A Comissão de Constituição e Justiça da Câmara dos Deputados adiou nesta quarta-feira (27) a discussão sobre a Proposta de Emenda à Constituição (PEC) que reduz a maioridade penal de 18 para 16 anos. A análise será retomada após o feriado de Corpus Christi, em 4 de junho.
O pedido de vista foi solicitado pelos deputados Erika Kokay (PT-DF), Orlando Silva (PCdoB-SP), Sâmia Bomfim (Psol-SP) e Talíria Petrone (Psol-RJ). O relator da proposta é o deputado Coronel Assis (PL-MT). Se aprovada na CCJ, a PEC seguirá para uma comissão especial e depois para o plenário da Câmara, onde precisa de ao menos 308 votos favoráveis em dois turnos. Em seguida, o texto será analisado pelo Senado.
O debate jurídico concentra-se no artigo 228 da Constituição, que estabelece a inimputabilidade penal de menores de 18 anos. Para o advogado Joabs Sobrinho, parte dos juristas entende que o dispositivo é cláusula pétrea e não pode ser alterado por emenda constitucional.

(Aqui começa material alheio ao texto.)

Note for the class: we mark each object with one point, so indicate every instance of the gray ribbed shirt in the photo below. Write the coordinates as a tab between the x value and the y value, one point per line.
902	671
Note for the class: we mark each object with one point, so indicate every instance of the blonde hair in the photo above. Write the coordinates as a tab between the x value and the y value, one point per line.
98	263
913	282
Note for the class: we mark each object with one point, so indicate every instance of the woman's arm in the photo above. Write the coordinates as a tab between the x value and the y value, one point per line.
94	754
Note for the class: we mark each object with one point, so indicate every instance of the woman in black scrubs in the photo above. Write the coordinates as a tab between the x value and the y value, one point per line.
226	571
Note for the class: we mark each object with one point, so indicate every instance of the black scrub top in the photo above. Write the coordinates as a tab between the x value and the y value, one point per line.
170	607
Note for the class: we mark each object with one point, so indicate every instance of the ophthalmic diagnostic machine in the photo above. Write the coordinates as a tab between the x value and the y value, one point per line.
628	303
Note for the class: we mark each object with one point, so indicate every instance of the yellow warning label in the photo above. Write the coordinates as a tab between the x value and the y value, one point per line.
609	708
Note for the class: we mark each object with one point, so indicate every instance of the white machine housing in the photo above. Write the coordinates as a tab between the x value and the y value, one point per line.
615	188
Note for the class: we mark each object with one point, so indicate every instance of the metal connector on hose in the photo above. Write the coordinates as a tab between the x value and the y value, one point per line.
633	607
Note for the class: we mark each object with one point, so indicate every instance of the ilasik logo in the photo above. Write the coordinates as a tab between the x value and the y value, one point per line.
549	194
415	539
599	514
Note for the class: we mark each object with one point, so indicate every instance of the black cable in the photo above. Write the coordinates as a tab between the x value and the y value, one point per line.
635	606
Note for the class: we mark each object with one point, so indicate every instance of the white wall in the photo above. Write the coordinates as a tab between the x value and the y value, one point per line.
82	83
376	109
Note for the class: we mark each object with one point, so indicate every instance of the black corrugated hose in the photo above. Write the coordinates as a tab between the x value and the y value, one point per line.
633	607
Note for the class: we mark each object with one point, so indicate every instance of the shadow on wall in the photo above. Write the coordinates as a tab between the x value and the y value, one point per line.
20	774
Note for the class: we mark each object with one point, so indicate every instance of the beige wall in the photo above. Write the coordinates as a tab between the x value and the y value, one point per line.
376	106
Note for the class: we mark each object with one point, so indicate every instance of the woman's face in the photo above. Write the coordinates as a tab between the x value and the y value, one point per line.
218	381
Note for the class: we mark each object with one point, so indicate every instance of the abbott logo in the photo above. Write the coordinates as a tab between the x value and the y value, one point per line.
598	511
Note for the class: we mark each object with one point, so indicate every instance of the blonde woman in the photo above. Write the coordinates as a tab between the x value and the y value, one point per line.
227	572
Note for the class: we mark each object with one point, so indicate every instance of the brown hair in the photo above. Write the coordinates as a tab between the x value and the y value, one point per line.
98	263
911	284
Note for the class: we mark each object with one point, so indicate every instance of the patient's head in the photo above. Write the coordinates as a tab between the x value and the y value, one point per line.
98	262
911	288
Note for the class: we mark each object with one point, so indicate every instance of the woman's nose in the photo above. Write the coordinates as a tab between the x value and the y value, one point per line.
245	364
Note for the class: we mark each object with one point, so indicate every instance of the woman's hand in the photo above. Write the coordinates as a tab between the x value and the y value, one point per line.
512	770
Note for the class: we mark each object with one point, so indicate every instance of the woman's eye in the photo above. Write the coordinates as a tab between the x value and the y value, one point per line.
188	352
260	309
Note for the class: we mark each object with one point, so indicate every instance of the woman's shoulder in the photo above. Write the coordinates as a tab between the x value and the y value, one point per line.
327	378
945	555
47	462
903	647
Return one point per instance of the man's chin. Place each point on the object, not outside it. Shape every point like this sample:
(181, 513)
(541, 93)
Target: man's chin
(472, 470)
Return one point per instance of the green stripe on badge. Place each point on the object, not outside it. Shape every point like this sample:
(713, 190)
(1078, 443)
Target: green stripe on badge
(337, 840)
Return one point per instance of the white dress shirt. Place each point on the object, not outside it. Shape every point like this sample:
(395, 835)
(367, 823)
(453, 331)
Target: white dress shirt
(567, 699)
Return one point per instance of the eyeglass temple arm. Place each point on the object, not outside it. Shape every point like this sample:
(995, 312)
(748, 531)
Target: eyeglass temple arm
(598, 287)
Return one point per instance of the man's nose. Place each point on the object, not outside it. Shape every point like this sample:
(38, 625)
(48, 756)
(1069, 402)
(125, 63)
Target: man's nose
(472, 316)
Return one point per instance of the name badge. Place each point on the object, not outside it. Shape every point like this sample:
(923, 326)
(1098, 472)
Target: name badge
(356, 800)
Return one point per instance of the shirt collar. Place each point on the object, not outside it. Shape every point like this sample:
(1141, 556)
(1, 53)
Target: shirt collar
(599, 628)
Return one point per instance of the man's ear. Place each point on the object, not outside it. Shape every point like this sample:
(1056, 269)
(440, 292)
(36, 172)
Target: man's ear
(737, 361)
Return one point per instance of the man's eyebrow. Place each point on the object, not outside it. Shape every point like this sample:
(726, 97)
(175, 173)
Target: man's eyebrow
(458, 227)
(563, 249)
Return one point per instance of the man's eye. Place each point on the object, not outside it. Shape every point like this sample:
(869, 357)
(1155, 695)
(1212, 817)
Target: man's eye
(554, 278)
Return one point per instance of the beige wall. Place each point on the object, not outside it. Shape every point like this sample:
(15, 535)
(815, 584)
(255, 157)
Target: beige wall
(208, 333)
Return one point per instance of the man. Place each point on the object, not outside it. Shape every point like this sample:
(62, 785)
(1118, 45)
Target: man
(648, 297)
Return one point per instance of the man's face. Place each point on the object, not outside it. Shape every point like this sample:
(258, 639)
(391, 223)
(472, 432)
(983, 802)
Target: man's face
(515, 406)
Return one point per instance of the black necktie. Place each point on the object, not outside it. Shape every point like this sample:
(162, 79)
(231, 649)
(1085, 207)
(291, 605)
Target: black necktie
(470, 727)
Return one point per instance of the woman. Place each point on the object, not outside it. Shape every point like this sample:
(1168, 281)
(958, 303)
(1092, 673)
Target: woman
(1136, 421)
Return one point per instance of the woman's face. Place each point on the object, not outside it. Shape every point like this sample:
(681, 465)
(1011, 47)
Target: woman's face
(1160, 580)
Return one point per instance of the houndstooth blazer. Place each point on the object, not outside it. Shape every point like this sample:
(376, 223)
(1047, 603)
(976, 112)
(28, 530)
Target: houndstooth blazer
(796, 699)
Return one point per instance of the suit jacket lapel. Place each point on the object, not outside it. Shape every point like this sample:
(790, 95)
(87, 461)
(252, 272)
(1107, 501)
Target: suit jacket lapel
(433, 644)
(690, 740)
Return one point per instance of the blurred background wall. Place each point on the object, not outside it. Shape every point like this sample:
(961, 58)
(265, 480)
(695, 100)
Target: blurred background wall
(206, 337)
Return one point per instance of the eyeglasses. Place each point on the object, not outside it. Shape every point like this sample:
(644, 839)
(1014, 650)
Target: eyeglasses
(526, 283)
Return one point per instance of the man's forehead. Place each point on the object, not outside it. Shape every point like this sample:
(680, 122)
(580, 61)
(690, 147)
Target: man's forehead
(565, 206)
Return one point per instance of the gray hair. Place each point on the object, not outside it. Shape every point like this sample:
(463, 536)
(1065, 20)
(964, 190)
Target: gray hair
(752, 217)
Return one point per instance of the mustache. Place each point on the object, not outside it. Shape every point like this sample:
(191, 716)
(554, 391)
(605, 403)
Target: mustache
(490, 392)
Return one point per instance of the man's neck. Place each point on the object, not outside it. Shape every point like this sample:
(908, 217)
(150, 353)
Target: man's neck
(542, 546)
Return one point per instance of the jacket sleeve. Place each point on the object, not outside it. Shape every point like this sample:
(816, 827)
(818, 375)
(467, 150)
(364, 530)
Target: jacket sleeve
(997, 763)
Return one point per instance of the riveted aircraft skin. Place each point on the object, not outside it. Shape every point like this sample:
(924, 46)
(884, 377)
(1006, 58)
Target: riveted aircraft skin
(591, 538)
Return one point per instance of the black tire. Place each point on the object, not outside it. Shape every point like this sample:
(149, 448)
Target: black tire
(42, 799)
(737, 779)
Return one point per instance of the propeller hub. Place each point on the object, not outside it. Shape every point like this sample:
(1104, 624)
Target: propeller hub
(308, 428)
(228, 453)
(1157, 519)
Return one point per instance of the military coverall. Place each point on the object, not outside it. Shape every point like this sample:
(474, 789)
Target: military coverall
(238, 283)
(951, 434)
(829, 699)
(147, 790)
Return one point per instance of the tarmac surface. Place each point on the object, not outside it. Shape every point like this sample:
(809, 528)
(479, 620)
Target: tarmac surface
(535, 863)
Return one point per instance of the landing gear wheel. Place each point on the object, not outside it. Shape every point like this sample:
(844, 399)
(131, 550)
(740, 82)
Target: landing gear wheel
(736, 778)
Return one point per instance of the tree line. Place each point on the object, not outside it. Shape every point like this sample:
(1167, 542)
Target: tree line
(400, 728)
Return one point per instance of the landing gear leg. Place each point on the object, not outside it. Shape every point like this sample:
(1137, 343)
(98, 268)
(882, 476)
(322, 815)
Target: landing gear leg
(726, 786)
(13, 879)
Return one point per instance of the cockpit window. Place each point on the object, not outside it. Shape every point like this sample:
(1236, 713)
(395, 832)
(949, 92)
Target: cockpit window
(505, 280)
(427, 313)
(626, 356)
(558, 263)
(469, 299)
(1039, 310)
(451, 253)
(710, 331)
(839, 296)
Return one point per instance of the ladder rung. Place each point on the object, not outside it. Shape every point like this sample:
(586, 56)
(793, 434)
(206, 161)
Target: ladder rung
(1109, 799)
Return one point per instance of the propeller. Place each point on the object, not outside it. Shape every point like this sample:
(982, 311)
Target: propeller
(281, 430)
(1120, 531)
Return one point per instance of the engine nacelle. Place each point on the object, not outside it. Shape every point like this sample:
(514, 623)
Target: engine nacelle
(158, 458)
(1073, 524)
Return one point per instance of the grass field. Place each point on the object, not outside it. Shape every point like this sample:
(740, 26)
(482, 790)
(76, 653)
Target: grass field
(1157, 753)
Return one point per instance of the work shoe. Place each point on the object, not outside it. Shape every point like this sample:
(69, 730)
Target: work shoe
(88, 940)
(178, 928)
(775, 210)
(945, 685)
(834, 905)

Outra corrente defende que a regra pode ser modificada pelo Legislativo. “O crime organizado utiliza deliberadamente a menoridade penal como uma blindagem jurídica”, afirmou Sobrinho.
O criminalista Guilherme Gama ponderou que a simples redução da maioridade penal não garante queda da violência. “O enfrentamento do problema exige responsabilização adequada, fortalecimento do sistema socioeducativo e políticas públicas que reduzam as causas estruturais da criminalidade”, disse. Independentemente do resultado no Congresso, Sobrinho acredita que a palavra final caberá ao Supremo Tribunal Federal.